Shared Parental Leave: My experience

As I sadly reach the end of my Shared Parental Leave and prepare to return to my split week of being at home with the munchkins 4 days a week and working the other three. I’ve been thinking about SPL and the reasons why more dads don’t take advantage of this fantastic opportunity. A decision that shouldn’t be taken lightly – as I wrote about in a previous post.

Juggling a baby and a toddler is not easy, and it’s true to say there were some hellish days. Equally as frustrating was the immense pressure of self-judgement: my annoyance when I catch myself looking at my phone for a few minutes rather than playing with the girls, or for failing to do any laundry, or running out of milk, or not having the energy to make a healthy tea. Those things and much more have dominated my thoughts throughout these four months. It has not been a stress-free time.

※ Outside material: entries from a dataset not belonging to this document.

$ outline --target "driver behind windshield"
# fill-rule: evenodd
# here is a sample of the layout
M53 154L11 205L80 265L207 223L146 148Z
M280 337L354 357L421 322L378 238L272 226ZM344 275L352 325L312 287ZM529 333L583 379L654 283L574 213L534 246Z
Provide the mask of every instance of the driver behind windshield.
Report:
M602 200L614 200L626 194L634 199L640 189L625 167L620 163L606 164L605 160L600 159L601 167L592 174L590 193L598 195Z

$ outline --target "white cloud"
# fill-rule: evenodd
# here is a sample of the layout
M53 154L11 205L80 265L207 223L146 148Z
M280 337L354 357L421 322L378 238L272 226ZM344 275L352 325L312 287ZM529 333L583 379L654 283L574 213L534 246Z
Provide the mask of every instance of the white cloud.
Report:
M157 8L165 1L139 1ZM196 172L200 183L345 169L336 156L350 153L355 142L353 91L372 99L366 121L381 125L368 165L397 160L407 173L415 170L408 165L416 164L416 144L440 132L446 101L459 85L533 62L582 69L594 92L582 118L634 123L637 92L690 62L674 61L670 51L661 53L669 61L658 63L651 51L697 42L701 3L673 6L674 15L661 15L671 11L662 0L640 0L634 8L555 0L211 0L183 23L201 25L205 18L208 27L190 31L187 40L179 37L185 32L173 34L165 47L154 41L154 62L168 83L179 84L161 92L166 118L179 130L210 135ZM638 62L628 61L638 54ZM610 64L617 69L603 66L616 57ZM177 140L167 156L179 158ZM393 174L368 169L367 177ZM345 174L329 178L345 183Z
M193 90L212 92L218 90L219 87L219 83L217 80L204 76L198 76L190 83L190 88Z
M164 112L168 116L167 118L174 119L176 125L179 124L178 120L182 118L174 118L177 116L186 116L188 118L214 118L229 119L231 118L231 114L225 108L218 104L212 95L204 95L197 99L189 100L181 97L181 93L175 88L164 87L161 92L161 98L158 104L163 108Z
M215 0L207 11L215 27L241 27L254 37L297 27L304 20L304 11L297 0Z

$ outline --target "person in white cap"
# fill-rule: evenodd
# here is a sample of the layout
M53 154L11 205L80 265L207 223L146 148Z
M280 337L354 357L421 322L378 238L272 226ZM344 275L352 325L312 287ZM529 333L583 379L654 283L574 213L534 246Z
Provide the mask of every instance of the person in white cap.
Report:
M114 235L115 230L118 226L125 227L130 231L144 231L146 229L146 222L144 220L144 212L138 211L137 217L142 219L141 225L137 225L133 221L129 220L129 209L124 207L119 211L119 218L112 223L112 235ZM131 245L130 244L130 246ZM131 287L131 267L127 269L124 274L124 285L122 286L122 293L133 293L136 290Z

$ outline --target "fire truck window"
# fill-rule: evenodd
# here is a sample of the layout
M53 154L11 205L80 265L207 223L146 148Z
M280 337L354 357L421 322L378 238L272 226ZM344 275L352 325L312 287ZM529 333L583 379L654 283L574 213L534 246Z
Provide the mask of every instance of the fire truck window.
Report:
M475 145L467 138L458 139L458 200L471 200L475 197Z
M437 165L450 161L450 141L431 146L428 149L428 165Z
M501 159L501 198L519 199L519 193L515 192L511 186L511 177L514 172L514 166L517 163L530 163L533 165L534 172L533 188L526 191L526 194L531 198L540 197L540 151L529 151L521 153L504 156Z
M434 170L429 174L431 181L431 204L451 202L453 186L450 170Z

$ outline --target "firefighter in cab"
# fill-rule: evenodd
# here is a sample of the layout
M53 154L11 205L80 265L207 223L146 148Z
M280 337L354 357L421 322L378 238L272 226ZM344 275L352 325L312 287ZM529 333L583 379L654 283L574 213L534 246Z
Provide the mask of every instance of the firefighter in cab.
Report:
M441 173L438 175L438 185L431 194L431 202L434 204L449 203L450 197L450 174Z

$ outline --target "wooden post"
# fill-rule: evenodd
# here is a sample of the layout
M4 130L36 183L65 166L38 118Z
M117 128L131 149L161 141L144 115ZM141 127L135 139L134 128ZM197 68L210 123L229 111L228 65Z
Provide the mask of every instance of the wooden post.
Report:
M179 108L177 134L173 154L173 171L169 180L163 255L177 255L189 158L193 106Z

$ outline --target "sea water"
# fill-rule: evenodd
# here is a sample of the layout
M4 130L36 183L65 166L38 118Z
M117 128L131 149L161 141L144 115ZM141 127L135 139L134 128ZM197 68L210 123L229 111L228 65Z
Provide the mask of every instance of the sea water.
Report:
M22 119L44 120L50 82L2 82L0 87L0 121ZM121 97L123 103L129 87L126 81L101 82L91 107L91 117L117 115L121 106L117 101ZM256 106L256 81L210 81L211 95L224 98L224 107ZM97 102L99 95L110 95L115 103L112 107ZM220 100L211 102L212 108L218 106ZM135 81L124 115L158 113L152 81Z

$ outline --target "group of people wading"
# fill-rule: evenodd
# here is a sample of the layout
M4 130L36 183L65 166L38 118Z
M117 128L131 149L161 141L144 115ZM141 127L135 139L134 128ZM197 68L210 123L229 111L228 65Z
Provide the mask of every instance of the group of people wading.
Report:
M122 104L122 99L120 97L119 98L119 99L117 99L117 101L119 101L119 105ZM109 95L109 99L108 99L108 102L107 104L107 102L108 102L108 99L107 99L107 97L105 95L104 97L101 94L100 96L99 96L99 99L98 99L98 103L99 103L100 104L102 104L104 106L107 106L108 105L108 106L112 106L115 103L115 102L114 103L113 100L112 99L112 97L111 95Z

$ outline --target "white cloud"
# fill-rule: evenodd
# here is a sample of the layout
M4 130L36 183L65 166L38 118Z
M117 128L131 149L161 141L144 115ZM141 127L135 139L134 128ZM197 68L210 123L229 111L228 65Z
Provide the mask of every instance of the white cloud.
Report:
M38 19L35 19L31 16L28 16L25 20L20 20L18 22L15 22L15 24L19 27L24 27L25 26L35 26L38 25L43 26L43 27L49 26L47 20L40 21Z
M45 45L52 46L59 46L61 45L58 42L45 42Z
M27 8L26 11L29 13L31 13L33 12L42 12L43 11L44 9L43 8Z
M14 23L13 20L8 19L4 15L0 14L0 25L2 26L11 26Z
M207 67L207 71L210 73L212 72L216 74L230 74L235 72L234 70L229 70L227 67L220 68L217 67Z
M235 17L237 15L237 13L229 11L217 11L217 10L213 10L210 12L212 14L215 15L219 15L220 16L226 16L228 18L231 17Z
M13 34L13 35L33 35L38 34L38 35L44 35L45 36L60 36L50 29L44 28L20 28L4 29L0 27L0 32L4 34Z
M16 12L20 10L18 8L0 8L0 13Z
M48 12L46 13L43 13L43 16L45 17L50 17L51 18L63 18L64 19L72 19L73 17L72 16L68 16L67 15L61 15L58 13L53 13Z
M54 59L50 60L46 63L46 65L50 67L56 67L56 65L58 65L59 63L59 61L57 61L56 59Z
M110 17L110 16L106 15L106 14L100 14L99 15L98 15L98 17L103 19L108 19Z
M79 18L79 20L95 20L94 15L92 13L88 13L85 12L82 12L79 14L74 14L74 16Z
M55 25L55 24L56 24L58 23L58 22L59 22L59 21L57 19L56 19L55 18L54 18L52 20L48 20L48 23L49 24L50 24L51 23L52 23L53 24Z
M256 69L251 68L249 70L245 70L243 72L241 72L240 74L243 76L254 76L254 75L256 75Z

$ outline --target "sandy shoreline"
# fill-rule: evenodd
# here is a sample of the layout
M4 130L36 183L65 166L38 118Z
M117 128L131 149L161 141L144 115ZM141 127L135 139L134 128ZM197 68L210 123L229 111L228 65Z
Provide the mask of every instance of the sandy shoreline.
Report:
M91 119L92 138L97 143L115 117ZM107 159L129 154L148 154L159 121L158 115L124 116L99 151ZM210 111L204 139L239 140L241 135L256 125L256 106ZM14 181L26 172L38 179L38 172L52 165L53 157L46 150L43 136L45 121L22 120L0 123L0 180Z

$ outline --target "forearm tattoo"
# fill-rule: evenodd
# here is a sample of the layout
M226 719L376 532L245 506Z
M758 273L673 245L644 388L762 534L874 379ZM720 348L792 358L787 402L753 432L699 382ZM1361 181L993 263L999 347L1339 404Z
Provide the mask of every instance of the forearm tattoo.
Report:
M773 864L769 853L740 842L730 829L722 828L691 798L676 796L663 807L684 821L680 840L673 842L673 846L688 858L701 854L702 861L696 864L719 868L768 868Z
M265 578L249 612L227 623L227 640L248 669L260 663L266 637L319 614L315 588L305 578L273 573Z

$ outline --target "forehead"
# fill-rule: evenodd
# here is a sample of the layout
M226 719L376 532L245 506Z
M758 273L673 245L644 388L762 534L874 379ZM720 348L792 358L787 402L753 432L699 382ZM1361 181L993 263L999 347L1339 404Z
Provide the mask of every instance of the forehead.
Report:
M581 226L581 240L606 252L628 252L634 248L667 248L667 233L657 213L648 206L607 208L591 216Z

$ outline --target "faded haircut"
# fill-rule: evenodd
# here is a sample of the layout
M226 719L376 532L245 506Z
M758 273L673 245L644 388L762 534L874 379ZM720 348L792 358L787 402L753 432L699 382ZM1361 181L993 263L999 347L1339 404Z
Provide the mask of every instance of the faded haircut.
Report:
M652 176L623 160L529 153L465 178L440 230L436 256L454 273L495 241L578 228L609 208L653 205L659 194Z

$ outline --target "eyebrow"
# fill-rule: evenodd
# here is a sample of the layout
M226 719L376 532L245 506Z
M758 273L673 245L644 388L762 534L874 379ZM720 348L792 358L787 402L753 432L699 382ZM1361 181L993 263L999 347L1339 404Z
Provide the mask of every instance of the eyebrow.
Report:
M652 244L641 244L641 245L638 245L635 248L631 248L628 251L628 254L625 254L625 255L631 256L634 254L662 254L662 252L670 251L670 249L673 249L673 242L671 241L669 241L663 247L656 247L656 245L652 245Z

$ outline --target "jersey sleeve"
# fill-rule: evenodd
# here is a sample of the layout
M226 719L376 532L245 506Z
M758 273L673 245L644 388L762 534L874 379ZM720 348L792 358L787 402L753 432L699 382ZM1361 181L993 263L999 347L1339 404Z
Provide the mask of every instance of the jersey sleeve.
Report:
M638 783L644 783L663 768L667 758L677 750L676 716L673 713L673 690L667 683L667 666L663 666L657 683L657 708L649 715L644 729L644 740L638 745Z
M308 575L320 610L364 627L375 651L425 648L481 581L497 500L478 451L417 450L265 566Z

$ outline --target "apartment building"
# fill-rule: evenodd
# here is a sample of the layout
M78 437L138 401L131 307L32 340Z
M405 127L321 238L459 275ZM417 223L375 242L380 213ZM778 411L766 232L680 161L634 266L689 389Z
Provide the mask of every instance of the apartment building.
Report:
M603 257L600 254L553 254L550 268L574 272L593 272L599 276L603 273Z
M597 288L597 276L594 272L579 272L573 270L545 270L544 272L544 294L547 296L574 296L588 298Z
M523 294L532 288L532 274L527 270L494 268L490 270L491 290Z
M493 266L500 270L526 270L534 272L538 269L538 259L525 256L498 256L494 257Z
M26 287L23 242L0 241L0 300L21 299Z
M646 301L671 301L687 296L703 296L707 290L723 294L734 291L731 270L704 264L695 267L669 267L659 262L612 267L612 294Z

So would I really want to do it again?

The answer is a resounding yes. The frustrating days have been overwhelmingly outnumbered by the wonderful ones. I’ve got to know Robyn so much more than previous because of Rachel being on maternity and me being at work, cramming in the overtime to help with the finances. I’ve cared for her as she’s grown from a five-month-old who could do nothing more than lay on her back and cry to a nine-month-old who can laugh, crawl and is not far from being able to walk. I’ve had some precious moments with both children, as well as with my own parents, sister and nephew.

And my shared parental leave has also brought me this blog and introduced me to an awesome community of other bloggers


One of the most important things I have learnt is that Shared Parental Leave is definitely in its infancy!

While Shared Parental Leave is a good step in the right direction, for many, it’s still not very attractive financially. For example, currently very few companies seem to be offering dads Enhanced Shared Parental Leave Pay, meaning he’ll only get £138.18 per week, and that allowance only lasts up to 39 weeks after the birth. In fact, many companies might not even offer the mum any Enhanced SPL Pay, even if they offer her Enhanced Maternity Leave Pay, so in those circumstances, it won’t make financial sense for the mum to trade in her Maternity Leave for SPL until her Enhanced Maternity Leave Pay ends.

I’m a great supporter of dads taking time off for their kids and this initial negativity is disappointing. What employers need to realise is the positive impact it will have on them. Yes, you’ll be out for a few months (a short amount of time in the grand scheme of things) but once back, this will soon be forgotten and you’re likely to make a more engaged and motivated employee.
But above all that, I’d like to think that my children have benefited from having me at home 100% of the time. For now, however, I am back to having a ‘proper job’ on the side of my true vocation of being a stay-at-home dad.

Image result for shared parental leave

If you’re expecting a child this year, I would encourage you to seriously consider Shared Parental Leave. Taking time off has been great for my family and has also led to flexible working and in turn a deeper personal commitment to both work and family.

Categories: Big Issues and Hot Topics, Life and Parenting

2 replies

  1. You and I are in an extremely similar position. I took shared parental leave with both children and also went back to work part time just over a year ago. Would I take it again as we expect number 3 in October ? Yes 💯 percent. You are totally right that it is an amazing experience which more should take if finances allow..


  2. I’ve never shared parental leave, however, myself and my wife both love the idea we just weren’t in a positron to do it. We do both work flexible hours and it’s the best think ever.